Fixing rebase rather than avoiding it

Stephen J. Turnbull stephen at xemacs.org
Sat Mar 6 05:25:05 GMT 2010


Stefan Monnier writes:

 > Just because it currently can't [rewrite ancestry of commits "in
 > place"] doesn't mean that it will never be able to do it and even
 > less that it should not do it.

Nevertheless, IMO it should not be able to do it.  Ancestry is what
makes two commits with other metadata identical into different
commits, and for a number of reasons (forensic analysis as Ben Finney
mentions, intended presentation by authors, etc) I think that parents
should remain part of the identity of commits.

 > > OTOH It could add the original revision as one of the parents to the
 > > newly created revisions as part of the rebase, but I'm not sure of how
 > > much value this is -

Let's call this the "added-parents implementation".  The alternative
(which I proposed elsewhere) is the "annotation-based implementation".

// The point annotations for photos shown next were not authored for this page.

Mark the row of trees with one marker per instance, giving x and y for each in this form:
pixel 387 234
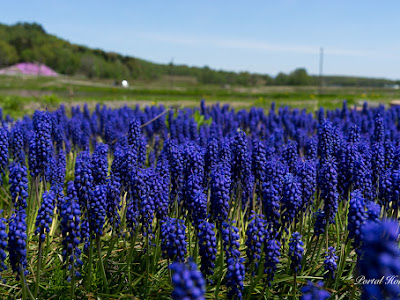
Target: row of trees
pixel 29 42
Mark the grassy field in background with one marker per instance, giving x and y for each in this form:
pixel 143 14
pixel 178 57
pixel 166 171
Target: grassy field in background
pixel 24 94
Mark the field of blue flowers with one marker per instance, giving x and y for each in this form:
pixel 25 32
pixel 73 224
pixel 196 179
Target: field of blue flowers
pixel 200 203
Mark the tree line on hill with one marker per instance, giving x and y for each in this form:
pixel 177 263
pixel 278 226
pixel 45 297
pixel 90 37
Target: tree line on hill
pixel 29 42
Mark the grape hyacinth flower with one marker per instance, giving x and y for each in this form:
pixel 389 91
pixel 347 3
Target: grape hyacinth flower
pixel 314 292
pixel 330 264
pixel 113 205
pixel 373 211
pixel 356 217
pixel 18 180
pixel 207 247
pixel 97 210
pixel 4 136
pixel 296 251
pixel 320 223
pixel 45 214
pixel 380 256
pixel 100 164
pixel 235 277
pixel 272 254
pixel 291 200
pixel 328 181
pixel 17 243
pixel 256 234
pixel 70 228
pixel 3 245
pixel 220 196
pixel 173 239
pixel 236 270
pixel 17 143
pixel 187 281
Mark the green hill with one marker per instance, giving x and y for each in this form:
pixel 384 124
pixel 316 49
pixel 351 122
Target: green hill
pixel 29 42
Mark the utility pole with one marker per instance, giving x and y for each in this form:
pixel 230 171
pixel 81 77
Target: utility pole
pixel 171 67
pixel 321 63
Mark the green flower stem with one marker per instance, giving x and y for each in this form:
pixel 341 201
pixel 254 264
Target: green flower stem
pixel 90 265
pixel 221 265
pixel 103 270
pixel 72 293
pixel 39 264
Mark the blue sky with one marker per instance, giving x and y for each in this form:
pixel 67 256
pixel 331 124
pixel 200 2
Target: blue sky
pixel 358 37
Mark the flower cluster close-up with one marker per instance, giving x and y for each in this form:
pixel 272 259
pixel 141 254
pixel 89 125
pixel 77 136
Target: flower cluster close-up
pixel 208 202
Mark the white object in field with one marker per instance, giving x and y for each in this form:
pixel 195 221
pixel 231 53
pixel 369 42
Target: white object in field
pixel 125 83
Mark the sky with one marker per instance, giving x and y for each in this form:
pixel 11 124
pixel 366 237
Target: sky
pixel 358 38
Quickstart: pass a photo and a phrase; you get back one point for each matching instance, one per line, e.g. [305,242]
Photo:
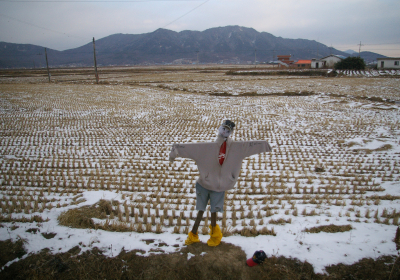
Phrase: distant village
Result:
[285,61]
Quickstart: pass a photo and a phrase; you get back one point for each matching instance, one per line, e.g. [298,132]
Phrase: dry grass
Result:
[329,228]
[61,139]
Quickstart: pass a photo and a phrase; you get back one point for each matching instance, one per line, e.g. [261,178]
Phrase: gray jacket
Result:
[213,176]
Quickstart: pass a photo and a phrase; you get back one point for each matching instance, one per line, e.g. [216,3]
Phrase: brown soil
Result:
[223,262]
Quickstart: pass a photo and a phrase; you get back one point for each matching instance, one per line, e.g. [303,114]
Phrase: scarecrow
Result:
[219,166]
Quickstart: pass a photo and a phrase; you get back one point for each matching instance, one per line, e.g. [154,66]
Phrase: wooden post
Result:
[95,63]
[47,63]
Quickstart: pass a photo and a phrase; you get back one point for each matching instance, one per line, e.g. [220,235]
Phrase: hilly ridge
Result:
[230,44]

 > This would make it perfectly acceptable to rebase a branch that's
 > published, i.e. it would eliminate the reason to discourage the use
 > of rebase.

This is incoherent, however.  Remember, a rebase is conceptually
moving an arc, while a merge creates new ones.  Also, the content of
the *old* base is *not* merged; the rebased branch really has been
severed from that ancestry.

Jelmer writes:

 > > it seems like it would just cause disk usage to go through the roof

I think this is not the case.  In the most common case, suppose you
rebase branch A sprouting from commit 0 on the mainline to A'
sprouting from commit 1 later on the mainline.  Then in the best case
(no file changed on 0..1 is changed on A) the cost of this is #(A)
commit objects and O(#(A)) tree objects, because you just mix and
match file objects.  Depending on the representation of tree objects
(eg, in git, common subtrees are shared), the extra tree storage might
very well be just #(A).  Even if there are files that were changed in
both lines of development, they should be a small fraction.

If bzr doesn't already have such a format, you know where to find
one. :-)

 > > and confuse the hell out of users because their history would include
 > > a lot of (seemingly) duplicate revisions.

This is true in the case of your proposal to include the original base
as a parent of the post-rebase branch.  However, in the case of an
annotation-based implementation, it would not show up as such.

It might also be possible to add a flag to the obsolete commits
somehow so that bzr log would (normally) suppress them in the
added-parents implementation.  I don't think that's a good idea
because the semantics of rebase is that the branch has been *moved*
(rebase) or *copied* (cherry-pick).  In either case, users *do not*
expect there to be a strong ancestry relationship between the
pre-rebase branch and the post-rebase branch; they want the VCS to
handle that automatically, behind the scenes.  Otherwise, they would
have done an explicit merge.

 > > The whole point of rebase (as I understand it from Git users) is to
 > > clean up history and get rid of those old commits.

It's a fine point, but I would say the point is to clean up the
*presentation* of history.  Or as Stefan puts it:

 > I don't think the purpose of rebase is to save space.  So yes, it is to
 > clean up history so you can understand the current head of a branch as
 > "head of parent plus this set of patches" rather than an interleaving of
 > patches and merges.  But if you keep *both* versions of the history, you
 > leave it up to the end user to choose which version of the history he
 > wants to look at.

 > So if he's got the parent' head he'll want to use the rebased
 > history, whereas if he's got some old head of the branch, he'll
 > prefer to use the non-rebased version of the history.

I suggest he probably should be told that he has the non-rebased
version, and be asked whether he wants to update to the post-rebase
version or do something else.

 > > Please also note that while "bzr dpush" has similar behaviour to rebase
 > > in that it appears to rewrite existing revisions, this is done for
 > > different reasons - the revisions are rewritten to exclude anything that
 > > can not be represented in the target vcs.
 > 
 > Yes, the same holds for branch-filter.  These are slightly different
 > because they don't necessarily need to rewrite history.  Instead they
 > ned to create each of their new revisions with 2 parents.

But male and female He must create them.  Er, make that as parent and
metaparent. ;-)

 > E.g. when rewriting revisions A1-B1-C1 to A2-B2-C2 by removing some
 > of the files, the resulting revisions should not look like:
 > 
 >        A2 -> B2 -> C2
 > 
 > but
 > 
 >        A2 -> B2 -> C2
 >        ^     ^     ^
 >        |     |     |
 >        A1 -> B1 -> C1

This can only work *well* if the vertical links are different in kind
from the horizontal ones.  Also (nitpick) the implementation of the
links will go in the reverse direction (the child points at the parent).